Step 3: Stream changes over a websocket
Connect to the websocket endpoint /v1/lr/stream
along with the slot name to start streaming the changes:
ws://localhost:12312/v1/lr/stream?slotName=delta_face56
The streaming data will contain the operation type (create, update, delete), table details, old values (in case of an update or delete), new values and the nextlsn
value.
The query:
INSERT INTO test_table (name) VALUES ('newval1');
will produce the following change record over the websocket connection:
// Received over ws
{
"nextlsn": "0/170FCB0",
"change": [
{
"kind": "insert",
"schema": "public",
"table": "test_table",
"columnnames": [
"id",
"name"
],
"columntypes": [
"integer",
"text"
],
"columnvalues": [
3,
"newval1"
]
}
]
}
The nextlsn
is the Log Sequence Number (LSN) that points to the next record in the WAL.
Step 4: ACK the offset
To update postgres of the consumed position simply send this value over the websocket connection:
// Send over ws
{"lsn":"0/170FCB0"}
This will commit to Postgres that you've consumed upto the WAL position 0/170FCB0
so that in case of a failure of the websocket connection, the streaming resumes from this record.
Reset stream
The application has been designed as a single session use case; i.e. as of now there can be only one replication slot and corresponding stream that can be managed. Any calls to /v1/init
will delete the existing replication slot, and create a new replication slot (along with the snapshot).

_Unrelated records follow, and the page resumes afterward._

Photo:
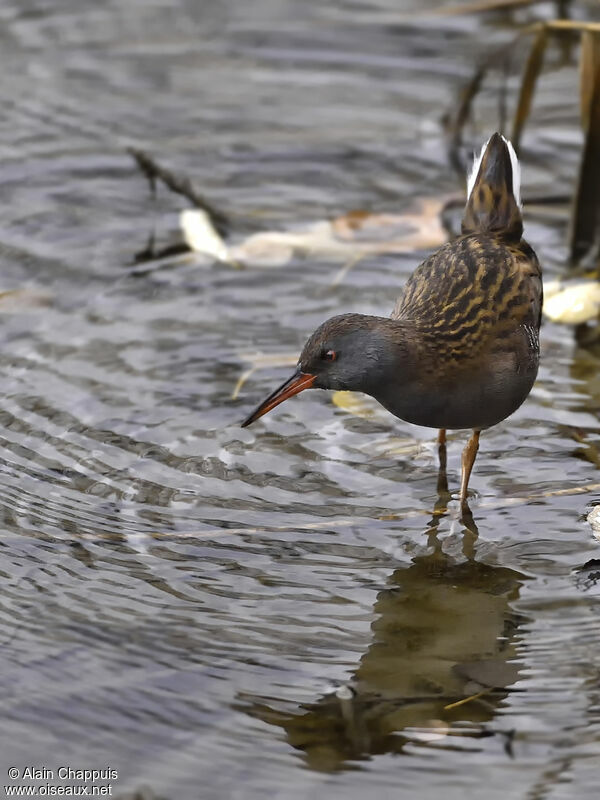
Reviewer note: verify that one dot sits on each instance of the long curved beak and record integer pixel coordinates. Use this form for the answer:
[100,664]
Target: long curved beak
[297,383]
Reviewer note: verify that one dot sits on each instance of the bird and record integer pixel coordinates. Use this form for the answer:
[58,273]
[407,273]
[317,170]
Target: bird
[460,349]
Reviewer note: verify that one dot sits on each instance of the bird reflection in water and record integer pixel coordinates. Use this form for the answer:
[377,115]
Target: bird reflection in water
[442,660]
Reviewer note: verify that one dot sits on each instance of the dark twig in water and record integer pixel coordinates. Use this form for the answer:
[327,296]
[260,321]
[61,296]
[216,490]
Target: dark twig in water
[181,185]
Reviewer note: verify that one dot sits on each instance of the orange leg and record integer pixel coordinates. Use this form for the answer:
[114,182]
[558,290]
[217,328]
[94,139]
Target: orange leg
[468,459]
[442,486]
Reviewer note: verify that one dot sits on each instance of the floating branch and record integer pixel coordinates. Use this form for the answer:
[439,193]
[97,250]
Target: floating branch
[179,184]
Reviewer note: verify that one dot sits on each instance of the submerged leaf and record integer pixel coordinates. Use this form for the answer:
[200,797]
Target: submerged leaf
[357,404]
[15,301]
[350,236]
[572,303]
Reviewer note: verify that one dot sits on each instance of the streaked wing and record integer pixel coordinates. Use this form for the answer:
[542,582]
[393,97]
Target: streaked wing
[471,293]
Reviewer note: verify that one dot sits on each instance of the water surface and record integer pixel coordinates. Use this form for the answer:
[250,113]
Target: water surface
[277,611]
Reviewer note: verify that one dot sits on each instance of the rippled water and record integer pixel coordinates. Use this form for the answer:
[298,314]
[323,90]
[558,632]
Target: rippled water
[278,611]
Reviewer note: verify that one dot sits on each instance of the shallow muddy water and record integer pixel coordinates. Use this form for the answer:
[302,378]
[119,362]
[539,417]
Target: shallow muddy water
[275,611]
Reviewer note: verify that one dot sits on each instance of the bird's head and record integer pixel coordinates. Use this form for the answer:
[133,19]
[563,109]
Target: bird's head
[350,351]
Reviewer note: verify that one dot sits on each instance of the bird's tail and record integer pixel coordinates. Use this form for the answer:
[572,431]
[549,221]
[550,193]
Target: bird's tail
[494,200]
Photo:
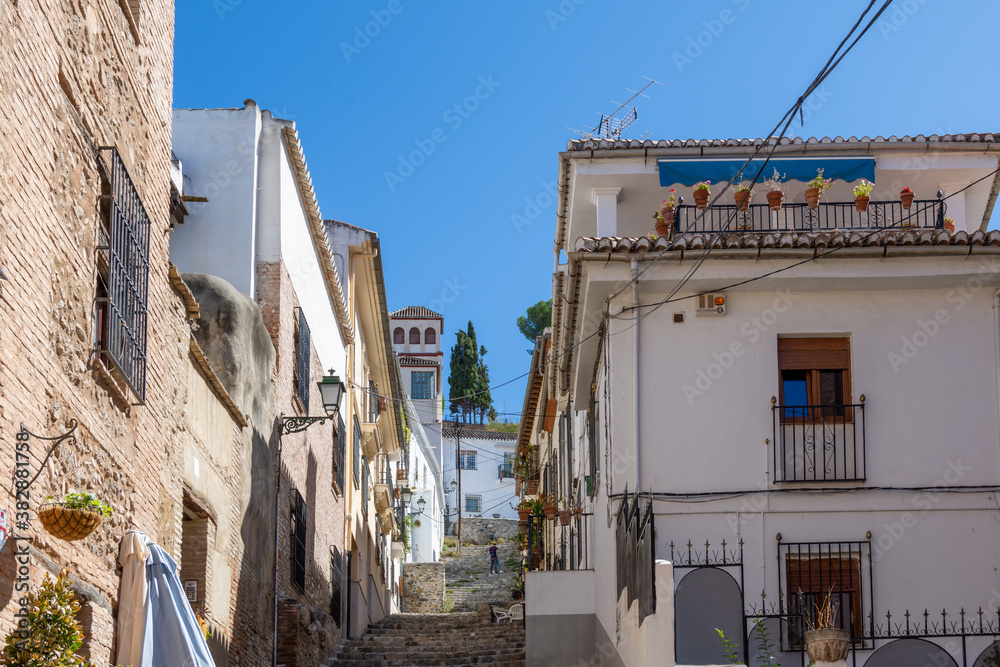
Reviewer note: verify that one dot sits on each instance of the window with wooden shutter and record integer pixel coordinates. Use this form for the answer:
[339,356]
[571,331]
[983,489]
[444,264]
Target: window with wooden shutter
[815,378]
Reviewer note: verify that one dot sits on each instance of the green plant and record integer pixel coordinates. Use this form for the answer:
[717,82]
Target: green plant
[774,183]
[84,501]
[730,649]
[765,647]
[53,636]
[819,182]
[864,188]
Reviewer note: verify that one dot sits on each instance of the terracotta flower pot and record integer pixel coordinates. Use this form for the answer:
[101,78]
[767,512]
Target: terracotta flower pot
[701,198]
[812,197]
[774,199]
[69,524]
[742,199]
[828,645]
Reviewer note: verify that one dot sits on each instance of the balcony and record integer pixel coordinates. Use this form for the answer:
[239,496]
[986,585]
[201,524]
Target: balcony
[798,217]
[819,443]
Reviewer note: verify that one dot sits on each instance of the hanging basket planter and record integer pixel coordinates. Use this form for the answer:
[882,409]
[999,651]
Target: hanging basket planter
[67,523]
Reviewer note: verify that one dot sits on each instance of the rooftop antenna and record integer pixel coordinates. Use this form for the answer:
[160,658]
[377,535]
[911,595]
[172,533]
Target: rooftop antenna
[612,125]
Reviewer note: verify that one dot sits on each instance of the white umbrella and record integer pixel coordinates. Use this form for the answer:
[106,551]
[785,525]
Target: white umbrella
[132,598]
[155,623]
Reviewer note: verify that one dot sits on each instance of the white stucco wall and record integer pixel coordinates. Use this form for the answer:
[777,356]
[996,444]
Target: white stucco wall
[218,150]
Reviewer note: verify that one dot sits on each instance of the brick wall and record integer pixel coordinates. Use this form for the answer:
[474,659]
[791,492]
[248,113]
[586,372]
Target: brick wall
[423,587]
[73,77]
[306,466]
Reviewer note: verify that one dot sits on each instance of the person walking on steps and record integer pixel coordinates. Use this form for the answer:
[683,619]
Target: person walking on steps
[494,559]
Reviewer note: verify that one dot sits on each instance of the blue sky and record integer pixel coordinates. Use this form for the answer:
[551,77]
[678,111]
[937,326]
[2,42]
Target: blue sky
[460,195]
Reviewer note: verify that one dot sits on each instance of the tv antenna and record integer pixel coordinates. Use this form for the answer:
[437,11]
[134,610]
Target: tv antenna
[612,125]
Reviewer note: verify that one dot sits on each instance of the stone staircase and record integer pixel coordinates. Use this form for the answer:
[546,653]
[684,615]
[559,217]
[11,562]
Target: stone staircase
[468,581]
[414,640]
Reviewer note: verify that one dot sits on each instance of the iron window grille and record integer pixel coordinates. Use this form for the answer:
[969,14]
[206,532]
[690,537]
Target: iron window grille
[122,307]
[340,435]
[298,541]
[336,596]
[474,504]
[422,385]
[357,450]
[467,459]
[303,355]
[811,571]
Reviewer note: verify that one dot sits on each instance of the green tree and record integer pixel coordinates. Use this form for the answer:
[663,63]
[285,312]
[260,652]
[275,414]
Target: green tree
[533,323]
[469,378]
[53,636]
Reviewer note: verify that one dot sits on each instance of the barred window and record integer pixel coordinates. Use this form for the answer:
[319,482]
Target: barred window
[473,504]
[340,442]
[422,384]
[814,571]
[122,278]
[467,460]
[303,355]
[298,541]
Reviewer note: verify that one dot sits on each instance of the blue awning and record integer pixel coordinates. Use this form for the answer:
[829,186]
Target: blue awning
[689,171]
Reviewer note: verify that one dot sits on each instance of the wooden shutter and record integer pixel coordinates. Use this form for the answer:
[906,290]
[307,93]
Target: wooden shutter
[814,353]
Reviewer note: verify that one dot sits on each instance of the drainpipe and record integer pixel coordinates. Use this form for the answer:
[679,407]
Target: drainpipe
[996,339]
[636,365]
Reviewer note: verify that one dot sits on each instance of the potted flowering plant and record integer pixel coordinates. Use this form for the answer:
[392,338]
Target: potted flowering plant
[906,196]
[861,194]
[817,186]
[702,191]
[75,517]
[665,215]
[742,194]
[775,193]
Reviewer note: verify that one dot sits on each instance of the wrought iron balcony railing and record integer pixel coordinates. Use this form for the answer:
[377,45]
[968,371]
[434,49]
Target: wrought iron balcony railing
[819,443]
[798,217]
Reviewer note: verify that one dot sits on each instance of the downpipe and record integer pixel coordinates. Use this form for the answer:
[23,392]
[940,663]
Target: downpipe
[636,366]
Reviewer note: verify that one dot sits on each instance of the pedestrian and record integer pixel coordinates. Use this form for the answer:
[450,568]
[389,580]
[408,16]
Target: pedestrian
[494,559]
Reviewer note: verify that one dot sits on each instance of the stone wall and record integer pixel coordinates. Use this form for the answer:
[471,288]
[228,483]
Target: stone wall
[478,531]
[423,588]
[76,76]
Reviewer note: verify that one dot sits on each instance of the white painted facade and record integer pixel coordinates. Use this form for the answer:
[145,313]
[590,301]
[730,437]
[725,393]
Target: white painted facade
[683,403]
[239,160]
[487,475]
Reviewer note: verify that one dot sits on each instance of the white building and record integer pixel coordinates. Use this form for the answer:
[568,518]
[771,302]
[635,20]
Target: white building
[805,399]
[487,470]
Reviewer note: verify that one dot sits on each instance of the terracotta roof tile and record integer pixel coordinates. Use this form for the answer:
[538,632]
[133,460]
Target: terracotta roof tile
[415,312]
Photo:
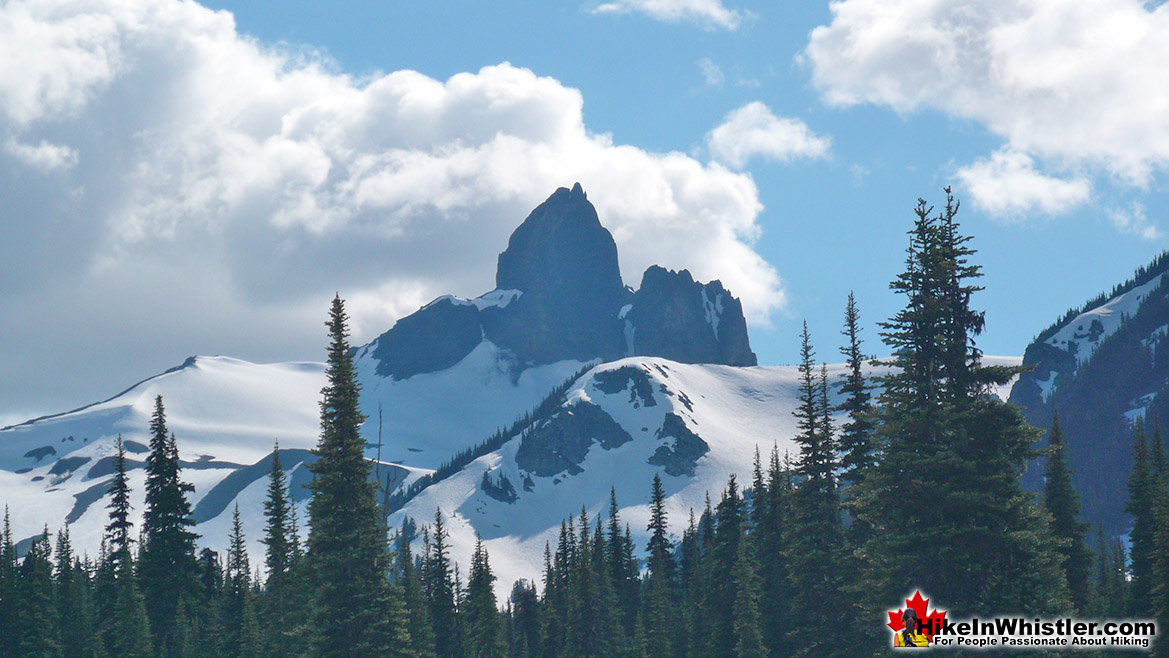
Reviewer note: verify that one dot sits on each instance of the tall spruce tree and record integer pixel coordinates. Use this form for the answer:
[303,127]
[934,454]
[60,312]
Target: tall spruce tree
[484,634]
[7,590]
[240,622]
[855,445]
[813,537]
[1063,504]
[721,587]
[117,531]
[438,584]
[74,602]
[422,635]
[747,621]
[37,634]
[125,627]
[347,551]
[166,563]
[945,501]
[1142,538]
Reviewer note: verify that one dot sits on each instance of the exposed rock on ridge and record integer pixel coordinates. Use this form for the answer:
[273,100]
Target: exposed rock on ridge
[559,296]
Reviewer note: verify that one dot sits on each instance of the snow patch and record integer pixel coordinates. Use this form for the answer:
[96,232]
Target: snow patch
[1086,331]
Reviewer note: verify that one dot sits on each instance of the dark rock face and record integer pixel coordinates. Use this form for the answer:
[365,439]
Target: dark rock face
[627,378]
[1099,395]
[682,457]
[680,319]
[561,443]
[564,263]
[435,338]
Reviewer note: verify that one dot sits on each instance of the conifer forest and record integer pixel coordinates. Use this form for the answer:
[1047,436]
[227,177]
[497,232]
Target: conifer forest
[917,489]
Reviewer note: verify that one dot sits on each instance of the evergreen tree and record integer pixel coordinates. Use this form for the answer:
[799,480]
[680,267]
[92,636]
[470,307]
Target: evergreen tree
[125,629]
[945,501]
[1142,538]
[484,638]
[37,635]
[658,548]
[440,589]
[117,531]
[166,563]
[813,538]
[277,523]
[74,603]
[855,447]
[7,590]
[720,588]
[1064,506]
[240,623]
[856,435]
[422,635]
[767,540]
[282,608]
[347,552]
[525,614]
[747,620]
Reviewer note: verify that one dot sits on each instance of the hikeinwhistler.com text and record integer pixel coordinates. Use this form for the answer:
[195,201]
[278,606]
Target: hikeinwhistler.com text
[1019,632]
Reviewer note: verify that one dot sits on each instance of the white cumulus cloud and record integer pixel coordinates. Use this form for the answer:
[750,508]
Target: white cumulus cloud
[209,193]
[1008,185]
[1133,221]
[1071,84]
[710,14]
[753,131]
[712,75]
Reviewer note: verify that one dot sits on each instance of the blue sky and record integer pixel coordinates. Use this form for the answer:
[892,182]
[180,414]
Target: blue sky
[186,182]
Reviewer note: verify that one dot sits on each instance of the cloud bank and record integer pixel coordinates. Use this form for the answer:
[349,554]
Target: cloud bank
[710,14]
[753,131]
[1069,84]
[174,187]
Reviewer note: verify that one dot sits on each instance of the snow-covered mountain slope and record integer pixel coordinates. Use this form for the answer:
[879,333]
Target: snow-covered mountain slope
[616,427]
[226,414]
[1102,367]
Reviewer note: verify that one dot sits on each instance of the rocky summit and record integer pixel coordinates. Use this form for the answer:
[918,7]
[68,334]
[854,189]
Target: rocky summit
[559,296]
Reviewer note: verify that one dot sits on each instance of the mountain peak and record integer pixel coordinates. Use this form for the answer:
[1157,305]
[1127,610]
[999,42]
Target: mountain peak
[562,248]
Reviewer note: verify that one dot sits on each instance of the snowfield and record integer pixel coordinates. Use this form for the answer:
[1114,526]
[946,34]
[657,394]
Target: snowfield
[227,414]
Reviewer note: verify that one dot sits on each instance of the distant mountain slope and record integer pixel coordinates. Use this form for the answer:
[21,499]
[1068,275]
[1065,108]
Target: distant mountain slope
[440,381]
[616,427]
[1102,366]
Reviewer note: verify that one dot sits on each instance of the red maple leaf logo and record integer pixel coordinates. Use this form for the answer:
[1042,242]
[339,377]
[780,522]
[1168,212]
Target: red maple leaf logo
[919,605]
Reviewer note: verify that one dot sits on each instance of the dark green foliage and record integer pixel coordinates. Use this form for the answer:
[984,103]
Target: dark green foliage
[813,539]
[855,444]
[36,632]
[437,582]
[1142,538]
[166,565]
[1064,506]
[747,621]
[117,531]
[946,491]
[75,607]
[7,590]
[482,620]
[347,553]
[241,636]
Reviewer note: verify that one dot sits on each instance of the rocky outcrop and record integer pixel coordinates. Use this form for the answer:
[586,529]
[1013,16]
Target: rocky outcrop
[560,444]
[1102,367]
[436,337]
[677,318]
[560,296]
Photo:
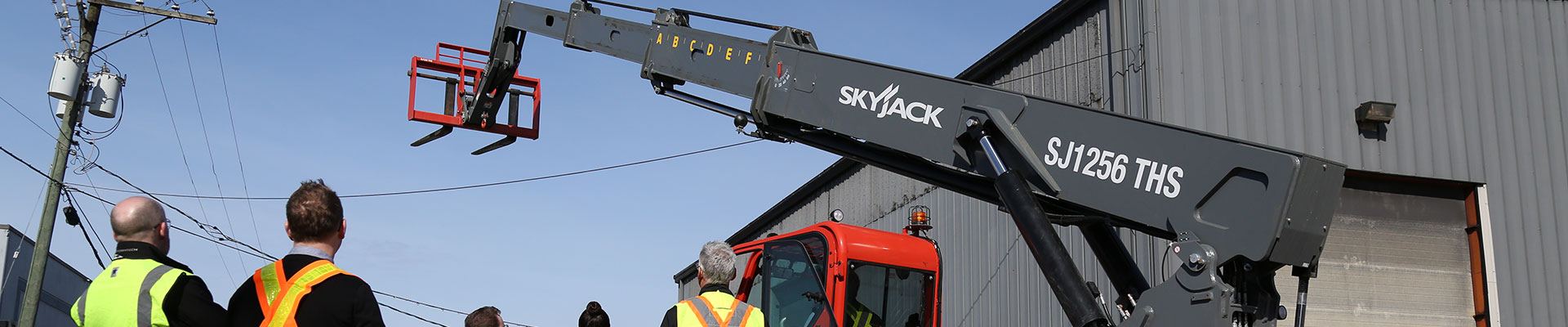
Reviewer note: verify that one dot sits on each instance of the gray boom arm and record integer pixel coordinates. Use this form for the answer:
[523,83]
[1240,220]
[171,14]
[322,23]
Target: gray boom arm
[1225,204]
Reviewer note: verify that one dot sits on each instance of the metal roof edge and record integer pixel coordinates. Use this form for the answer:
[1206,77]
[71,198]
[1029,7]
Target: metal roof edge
[1022,38]
[783,206]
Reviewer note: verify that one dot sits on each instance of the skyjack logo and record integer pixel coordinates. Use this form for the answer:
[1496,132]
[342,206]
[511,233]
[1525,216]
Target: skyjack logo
[884,104]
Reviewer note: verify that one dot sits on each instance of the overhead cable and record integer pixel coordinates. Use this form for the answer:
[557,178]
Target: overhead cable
[444,189]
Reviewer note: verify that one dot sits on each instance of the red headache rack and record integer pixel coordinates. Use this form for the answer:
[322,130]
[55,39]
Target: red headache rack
[461,69]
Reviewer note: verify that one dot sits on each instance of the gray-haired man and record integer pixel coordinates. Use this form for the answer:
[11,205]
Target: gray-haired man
[715,304]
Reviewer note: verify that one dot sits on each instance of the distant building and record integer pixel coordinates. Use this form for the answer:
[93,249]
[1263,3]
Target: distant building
[1450,214]
[61,282]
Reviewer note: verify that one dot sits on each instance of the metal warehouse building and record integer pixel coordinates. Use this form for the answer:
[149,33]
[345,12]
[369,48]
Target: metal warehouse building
[1448,217]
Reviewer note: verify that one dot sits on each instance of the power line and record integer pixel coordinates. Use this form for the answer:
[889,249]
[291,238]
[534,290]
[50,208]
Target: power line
[441,307]
[234,132]
[253,250]
[105,214]
[1085,60]
[201,119]
[416,316]
[446,189]
[29,119]
[80,219]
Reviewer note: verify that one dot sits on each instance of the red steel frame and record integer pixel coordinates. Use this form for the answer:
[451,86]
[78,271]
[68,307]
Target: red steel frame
[468,82]
[849,243]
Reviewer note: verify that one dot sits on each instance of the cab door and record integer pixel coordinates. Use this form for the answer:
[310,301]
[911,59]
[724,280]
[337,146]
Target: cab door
[787,282]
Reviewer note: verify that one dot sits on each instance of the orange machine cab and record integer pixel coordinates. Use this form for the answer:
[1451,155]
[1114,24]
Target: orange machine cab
[898,277]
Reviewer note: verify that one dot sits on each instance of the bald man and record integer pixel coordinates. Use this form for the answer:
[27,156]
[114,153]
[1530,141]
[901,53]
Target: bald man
[143,285]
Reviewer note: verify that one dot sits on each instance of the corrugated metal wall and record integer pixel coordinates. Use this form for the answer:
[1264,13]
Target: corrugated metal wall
[1481,92]
[991,279]
[1068,65]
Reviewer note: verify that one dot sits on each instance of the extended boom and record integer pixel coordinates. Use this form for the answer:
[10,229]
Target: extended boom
[1236,211]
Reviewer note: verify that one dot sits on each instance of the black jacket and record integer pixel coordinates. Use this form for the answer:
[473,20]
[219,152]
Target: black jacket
[337,301]
[189,301]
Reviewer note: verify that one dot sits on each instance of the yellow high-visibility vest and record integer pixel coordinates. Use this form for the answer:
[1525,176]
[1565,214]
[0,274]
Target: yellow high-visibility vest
[281,298]
[717,310]
[127,291]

At any point if you wish to start over with a new replication slot, call /v1/init
again to reset the "stream".
Configuring Postgres for logical replication
To use the logical replication feature, set the following parameters in postgresql.conf
:
wal_level = logical
max_replication_slots = 4
Further, add this to pg_hba.conf
:
host replication all 127.0.0.1/32 trust
Restart the postgresql
service.
Slot names
The slots names are autogenerated following the format delta_<word><number>
.
This is so that it is easy to remember the slot name instead of a string of random characters and the delta_
prefix identifies it as a slot created by this application.
Contributing
Contributions are welcome!
Read the contributing guide to learn about setting up the development environment, building the project and running tests.
Do check the issues page to see the backlog and help us in improving PGDeltaStream!